Nunung mengatakan bahwa dia akan ke Holland ke rumah temannya. Dan katanya lagi dia mau ke Paris, dan kalau tak keberatan, apakah boleh datang ke tempatku melihat-lihat dan sekedar bertemu? Tentu saja kukatakan dengan senang hati, masaksih lupa akan teman lama, kataku lagi. Dan begitulah ceritanya, selama 10 hari Nunung di rumahku di Paris. Aku menerima keberadaannya di rumahku, dengan hangat, dengan akrab. Dia tampak gembira dan bahagia bertemu denganku, dan juga aku. Walaupun sampai kini aku tidak tahu pasti, apakah yang ini pemberian Tuhan yang dulu aku berdoa itu? Tak tahulah, tetapi aku tak pernah menampik kedatangan dan perasaan Nunung. Lalu yang pada akhirnya Nunung-pun pernah menginap di rumah anak-anakku di Holland, dan anak-anakku seolah-olah "mendesak" agar papa meneruskan perkenalan kembali dengan tante Nunung-nya. Anak-anakku dan cucu-cucuku sudah mulai akrab dengan Nunung.

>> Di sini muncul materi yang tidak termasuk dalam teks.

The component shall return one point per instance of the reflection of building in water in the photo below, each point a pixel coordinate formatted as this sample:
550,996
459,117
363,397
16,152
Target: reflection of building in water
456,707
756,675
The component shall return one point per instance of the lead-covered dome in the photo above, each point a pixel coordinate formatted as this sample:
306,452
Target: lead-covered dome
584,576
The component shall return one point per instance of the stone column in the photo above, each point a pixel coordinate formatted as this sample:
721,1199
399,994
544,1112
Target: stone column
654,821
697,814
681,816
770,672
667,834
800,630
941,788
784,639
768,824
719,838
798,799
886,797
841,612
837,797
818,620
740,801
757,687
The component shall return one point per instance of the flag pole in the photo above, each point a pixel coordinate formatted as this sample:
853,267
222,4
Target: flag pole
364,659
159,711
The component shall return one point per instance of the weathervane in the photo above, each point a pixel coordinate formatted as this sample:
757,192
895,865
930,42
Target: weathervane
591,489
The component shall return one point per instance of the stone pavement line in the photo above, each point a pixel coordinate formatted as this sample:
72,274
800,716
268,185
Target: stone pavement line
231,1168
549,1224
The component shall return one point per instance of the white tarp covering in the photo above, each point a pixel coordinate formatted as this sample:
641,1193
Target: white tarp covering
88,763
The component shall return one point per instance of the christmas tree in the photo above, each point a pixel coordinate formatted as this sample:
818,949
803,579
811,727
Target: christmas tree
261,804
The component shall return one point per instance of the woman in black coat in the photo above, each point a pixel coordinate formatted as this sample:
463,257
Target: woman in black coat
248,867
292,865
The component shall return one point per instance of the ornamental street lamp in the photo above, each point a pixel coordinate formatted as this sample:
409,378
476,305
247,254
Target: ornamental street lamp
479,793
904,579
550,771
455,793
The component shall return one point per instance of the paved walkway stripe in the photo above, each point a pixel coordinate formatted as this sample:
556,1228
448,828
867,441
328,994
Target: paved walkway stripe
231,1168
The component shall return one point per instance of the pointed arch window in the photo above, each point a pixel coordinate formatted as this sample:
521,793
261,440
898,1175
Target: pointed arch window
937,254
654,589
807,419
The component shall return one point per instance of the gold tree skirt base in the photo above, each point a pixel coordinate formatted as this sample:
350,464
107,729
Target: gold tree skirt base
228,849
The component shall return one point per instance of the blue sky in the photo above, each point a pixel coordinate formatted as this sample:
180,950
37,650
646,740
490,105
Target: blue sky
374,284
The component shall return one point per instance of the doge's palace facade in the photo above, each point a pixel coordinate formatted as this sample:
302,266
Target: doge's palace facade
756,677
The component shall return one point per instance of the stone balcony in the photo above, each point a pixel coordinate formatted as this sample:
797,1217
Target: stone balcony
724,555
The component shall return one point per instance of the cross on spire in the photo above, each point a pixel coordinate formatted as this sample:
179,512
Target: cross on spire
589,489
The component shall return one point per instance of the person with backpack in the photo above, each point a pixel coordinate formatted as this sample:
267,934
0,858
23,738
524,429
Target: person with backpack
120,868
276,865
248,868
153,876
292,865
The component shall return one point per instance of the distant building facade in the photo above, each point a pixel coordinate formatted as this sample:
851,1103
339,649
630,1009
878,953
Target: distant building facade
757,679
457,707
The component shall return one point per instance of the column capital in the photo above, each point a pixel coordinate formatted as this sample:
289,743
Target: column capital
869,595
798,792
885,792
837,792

Dan ketika Nunung di rumah, di mana aku seolah-olah tinggal terima jadi, baik dalam soal makanan dan kehidupan biasa, pakaian, kebersihan rumah, tadinya kukira, pastilah akan ada gangguan pada pekerjaanku sehari-hari, seperti menulis, mengarang dan bekerja di resto dua kali seminggu itu. Ternyata malah sebaliknya, aku bisa berkiprah bahkan lebih produktive lagi dari biasanya. Terasa dalam hati, apakah begini ini orang beristeri itu? Karena aku sudah sangat lupa, sudah duapuluh tahun menduda, mungkin sudah lupa kayak apa sih punya isteri itu?! Dan kalau keterusan dan kebablasan enaknya hidup bujangan, memang jauh memilih lebih baik bujangan daripada beristeri, sebab sudah sangat terbiasa hidup egois, enggan berbagi, enggan mengalah. Semoga aku tidak begitu.

Ketika kami saling bercerita tentang keadaan tahun 50-an itu, Nunung semua mengenal siapa-siapa saja temanku di kala itu. Begitu banyak sastrawan dan seniman yang setiap hari ngumpul di Pekan Buku Indonesia itu. Ketika itu aku selalu dengan banyak sastrawan muda, seperti Ajip yang pernah ditanyakan oleh Menteri Yamin, kenapa nama Ajip harus ditulis dengan Ayip Rossidhy, tidak yang biasa-biasa saja. Ajip menjawab, nah, bapak sendiri pakai huruf Y tidak pakai huruf J. Dan sejak itulah Ajip menulis nama yang sekarang ini. Lalu kami sering bertiga dengan Ramadhan KH dan Nugroho Notosusanto, mereka mengasuh majalah yang namanya KOMPAS, majalah mahasiswa. Dan pergaulan kami ini menyebabkan aku sering-sering ke rumah Atun alias Ramadhan bersama Sugiarta Sriwibawa. Sayangnya Sugiarta ini tampaknya masih belum mau berhubungan denganku. Surat-suratku tak pernah dibalasnya, mungkin dia masih enggan berhubungan dengan orang sejenisku begini.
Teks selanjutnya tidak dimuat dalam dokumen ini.